Before you go on your next buying binge, you might want to take a look at a return to reality that compares the last time that the Dow made a record high to now. My theory here is that this greater fool pop is a relief rally celebrating that a catastrophe did not happen when the sequester kicked in last Friday. Making the case for more of the same, here’s an interesting article that maps stock prices to the Fed balance sheet. Do I think this will happen? It’s simply not reasonable. In a secular bear market, you simply do not make massive bull runs. Something’s got to give.
In searching for information to explain the unreasonable stock market rise in response to QE-Infinity I found this good article on shadow banking. According to Wikipedia the stock market is very big—especially if you count derivatives:
The size of the world stock market was estimated at about $36.6 trillion at the beginning of October 2008. The total world derivatives market has been estimated at about $791 trillion face or nominal value…
Also according to Wikipedia, the worldwide bond market is pretty big also.
As of 2009, the size of the worldwide bond market (total debt outstanding) is an estimated $82.2 trillion, of which the size of the outstanding U.S. bond market debt was $31.2 trillion according to Bank for International Settlements (BIS),…
Finally Wikipedia reports the shadow banking assets in a comparable area to the stock and bond markets.
In November 2012 Bloomberg reported on a Financial Stability Board report showing an increase of the SBS to about $67 trillion
The question becomes, if $85 billion monthly excess demand is split among stock and bond markets, how much of an impact will it likely have? Assuming that all of it makes it to bid up the stock market somehow and assuming a normal linear demand curve for stocks, we’re talking about a dilution of about 0.2% per month or about 3% per year.
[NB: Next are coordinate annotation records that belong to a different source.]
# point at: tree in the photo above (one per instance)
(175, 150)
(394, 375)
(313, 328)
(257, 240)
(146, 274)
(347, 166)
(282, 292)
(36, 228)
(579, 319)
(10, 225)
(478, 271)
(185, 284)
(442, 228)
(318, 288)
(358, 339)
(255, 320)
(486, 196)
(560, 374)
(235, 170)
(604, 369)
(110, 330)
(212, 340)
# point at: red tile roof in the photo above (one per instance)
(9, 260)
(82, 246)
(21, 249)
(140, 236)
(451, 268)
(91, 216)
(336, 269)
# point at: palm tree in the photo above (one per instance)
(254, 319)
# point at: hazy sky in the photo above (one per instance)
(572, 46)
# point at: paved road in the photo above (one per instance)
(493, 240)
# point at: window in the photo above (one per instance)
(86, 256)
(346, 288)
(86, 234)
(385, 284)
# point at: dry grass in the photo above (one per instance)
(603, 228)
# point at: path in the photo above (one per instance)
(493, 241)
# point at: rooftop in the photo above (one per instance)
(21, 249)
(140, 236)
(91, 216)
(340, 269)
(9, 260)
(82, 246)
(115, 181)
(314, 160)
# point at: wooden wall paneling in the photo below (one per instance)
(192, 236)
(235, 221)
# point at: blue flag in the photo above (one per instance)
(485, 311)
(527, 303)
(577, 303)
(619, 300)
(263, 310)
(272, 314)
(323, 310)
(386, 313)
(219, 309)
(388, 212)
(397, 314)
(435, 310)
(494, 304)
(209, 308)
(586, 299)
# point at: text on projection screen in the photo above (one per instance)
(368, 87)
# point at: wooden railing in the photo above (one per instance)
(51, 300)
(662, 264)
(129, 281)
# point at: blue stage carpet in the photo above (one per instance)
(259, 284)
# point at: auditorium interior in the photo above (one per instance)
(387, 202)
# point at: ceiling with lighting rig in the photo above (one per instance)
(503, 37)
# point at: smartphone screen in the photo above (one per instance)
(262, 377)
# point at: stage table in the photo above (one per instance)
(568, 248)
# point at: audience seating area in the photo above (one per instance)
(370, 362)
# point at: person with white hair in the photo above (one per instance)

That should be the upper limit of the bias. You may say but what about leverage? Okay, if you talk leverage of 10 to 1 and you apply it to just the derivatives market you get a number half that large. Either way, we should not see anywhere near the kind of gains we’ve seen in the last four years (24% per year), let alone the torrid 55% annual pace seen in the last four months.
The rally in the West continued into Asia Wednesday with a 1.1% gain. The party stalled out in Europe as stocks there declined 0.3%. In the U.S., after trading in positive territory most of the day, stocks closed nearly even on low volume. While gold and silver had modest gains for the day, miners roared upward 4%. Thursday Asia up 0.6%, Europe down slightly, U.S. up slightly on low volume. VXO fell 3% to close at the unsustainable 11.99 level. Elsewhere in fantasy land, Facebook gained over 4% on a really novel idea of presenting customized news on-line while IBM is now knocking at the door of $210.
Stocks in Asia again moved upward Friday, rising 0.5%. In Europe the rise was 0.6% and in the U.S. 0.5% on low volume. Here’s an article that indicates that the Fed may not sell it’s bonds but just let them expire. The employment numbers came in surprisingly positive with the unemployment rate dropping to 7.7%. As usual, a look beyond the headline gives a less rosy picture. Apparently, it doesn’t matter whether the news is good, bad, or indifferent. All news is positive for the stock market unless the Fed says so.
For the Week
After dipping down to 1.85%, the 10-Year U.S. Treasury Bond rate soared nearly 11% for the week to close at 2.05%. Stocks roared upward over 2% while the VXO collapsed nearly 25% to close at 11.63. IBM powered upward nearly 4% to close above $210.